Keywords are still the way that people search on Google, so it’s very unlikely that the day will come when they aren’t crucial to getting your site to rank. Using a combination of your target keyword–Best Giant Pizza Invercargill–and LSI terms which are other variations of your keyword–XXL Pizza Invercargill–naturally throughout the page shows that you’ve done your research and gives you the opportunity to rank for multiple related terms at once.
Loading speed seems to get more important to Google with each major change. In these days when the average internet speed of the Top 50 countries with the fastest internet exceeds 10 Mbps, people don’t want to wait long for pages to load anymore. In fact, now that the majority of internet users prefer to use mobile devices over desktops, over half of users claim that they will leave a site if it takes over 5 seconds to load. Optimising your site for mobile and prioritising fast page load times is essential for a good user experience, and can impact search results as well.
If a lot of other sites are linking to your site, Google takes that as a sign that you wrote something interesting and useful to other people. These links from other sites are known as inbound links or backlinks. Sometimes, these links come naturally, other times, you have to work for them, such as writing a guest post on someone else’s blog so you can link back to your own site. If you’re able to get a backlink from an authority site such as a government agency, you may even get a massive boost to your rankings!
While the five factors above are critical to your rankings, they also incorporate some of the other 195-some-odd elements that Google looks for to decide search result rankings. Other factors include things like Age of your Site, Content Rank, Keyword Density, Page Tags, Duplicate Content, Site Usability and many, many more. If you want to take a look at the list, check out this Entrepreneur.com article and scroll down to the Infographic.
Since Google itself is coy and never openly confirms how it ranks sites, be careful of any company that can guarantee a top spot in Google. No reputable agency can make such a guarantee, but will simply do their best to adhere to as many ranking factors as possible for your website.
Some companies use what’s known as black hat techniques to try and trick Google for short term gains.
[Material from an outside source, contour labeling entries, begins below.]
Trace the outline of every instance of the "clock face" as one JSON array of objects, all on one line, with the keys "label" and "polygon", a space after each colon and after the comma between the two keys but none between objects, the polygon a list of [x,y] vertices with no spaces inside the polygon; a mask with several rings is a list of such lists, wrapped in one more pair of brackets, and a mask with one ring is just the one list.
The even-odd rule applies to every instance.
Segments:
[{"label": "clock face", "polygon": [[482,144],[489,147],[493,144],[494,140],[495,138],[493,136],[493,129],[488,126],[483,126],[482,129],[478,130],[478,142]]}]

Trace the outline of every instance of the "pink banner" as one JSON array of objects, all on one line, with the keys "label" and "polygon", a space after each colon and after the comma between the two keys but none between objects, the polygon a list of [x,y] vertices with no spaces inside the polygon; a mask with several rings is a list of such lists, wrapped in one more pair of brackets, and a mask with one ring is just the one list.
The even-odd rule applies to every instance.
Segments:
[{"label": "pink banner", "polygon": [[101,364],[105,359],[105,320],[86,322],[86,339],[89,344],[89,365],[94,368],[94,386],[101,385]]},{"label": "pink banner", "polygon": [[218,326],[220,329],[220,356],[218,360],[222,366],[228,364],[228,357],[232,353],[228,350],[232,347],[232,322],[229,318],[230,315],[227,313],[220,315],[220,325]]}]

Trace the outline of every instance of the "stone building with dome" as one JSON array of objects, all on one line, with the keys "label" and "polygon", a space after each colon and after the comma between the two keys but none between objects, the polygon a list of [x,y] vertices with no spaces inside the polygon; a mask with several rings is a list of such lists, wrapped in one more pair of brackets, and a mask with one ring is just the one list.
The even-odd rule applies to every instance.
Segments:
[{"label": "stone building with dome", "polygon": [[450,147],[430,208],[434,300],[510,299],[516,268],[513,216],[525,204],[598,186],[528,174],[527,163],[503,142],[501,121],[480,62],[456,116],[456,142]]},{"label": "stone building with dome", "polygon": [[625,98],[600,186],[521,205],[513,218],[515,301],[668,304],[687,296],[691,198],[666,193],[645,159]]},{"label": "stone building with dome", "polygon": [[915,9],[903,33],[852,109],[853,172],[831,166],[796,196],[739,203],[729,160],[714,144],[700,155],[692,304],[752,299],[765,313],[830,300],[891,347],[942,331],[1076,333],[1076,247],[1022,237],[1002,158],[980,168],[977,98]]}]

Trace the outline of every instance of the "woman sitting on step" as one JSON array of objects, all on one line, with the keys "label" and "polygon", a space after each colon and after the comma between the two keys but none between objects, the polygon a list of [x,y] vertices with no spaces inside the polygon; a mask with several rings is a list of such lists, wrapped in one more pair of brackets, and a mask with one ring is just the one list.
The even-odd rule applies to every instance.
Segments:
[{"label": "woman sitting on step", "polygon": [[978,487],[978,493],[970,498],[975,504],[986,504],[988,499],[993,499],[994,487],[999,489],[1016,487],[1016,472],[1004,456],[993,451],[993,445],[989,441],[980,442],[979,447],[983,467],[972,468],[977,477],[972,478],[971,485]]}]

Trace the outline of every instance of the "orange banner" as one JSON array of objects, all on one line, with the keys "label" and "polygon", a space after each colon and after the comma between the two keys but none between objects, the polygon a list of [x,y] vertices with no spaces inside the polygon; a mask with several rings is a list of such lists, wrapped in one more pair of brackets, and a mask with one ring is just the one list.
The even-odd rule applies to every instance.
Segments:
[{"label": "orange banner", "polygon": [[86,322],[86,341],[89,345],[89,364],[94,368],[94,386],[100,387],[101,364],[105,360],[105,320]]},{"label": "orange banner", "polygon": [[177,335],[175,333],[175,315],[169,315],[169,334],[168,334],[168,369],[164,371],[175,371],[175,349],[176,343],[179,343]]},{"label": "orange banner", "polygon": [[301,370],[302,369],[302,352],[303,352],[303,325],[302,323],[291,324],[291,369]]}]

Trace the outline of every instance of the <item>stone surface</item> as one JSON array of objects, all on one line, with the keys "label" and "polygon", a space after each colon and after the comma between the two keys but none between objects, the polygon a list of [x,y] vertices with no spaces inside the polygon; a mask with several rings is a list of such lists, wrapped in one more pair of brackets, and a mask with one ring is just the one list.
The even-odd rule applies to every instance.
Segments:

Sometimes, these are successful, but inevitably, Google will find out, leaving you with a penalty and dropping you off the first page deep into the abyss where you’ll have to work hard and long to find your way back up again.
Fortunately, few, if any of the billions of websites are perfectly optimised for ALL of the things Google is looking for. Even major corporations who have been around for decades have elements they can improve on; it’s the reason sites are updated so often.
So then what should you focus on for your site? Have an intuitive site structure that’s easy to navigate. Write useful, relevant content about specific topics. Make sure your site is optimised for mobile devices and loads quickly. And get quality backlinks when possible. Sound like a lot of work? It is, and is the reason why an effective new website can’t be built in a day. Learning to build and maintain a quality website can be a full-time job itself, which is why many businesses work with marketing teams with proven success, so everyone can focus on what they do best.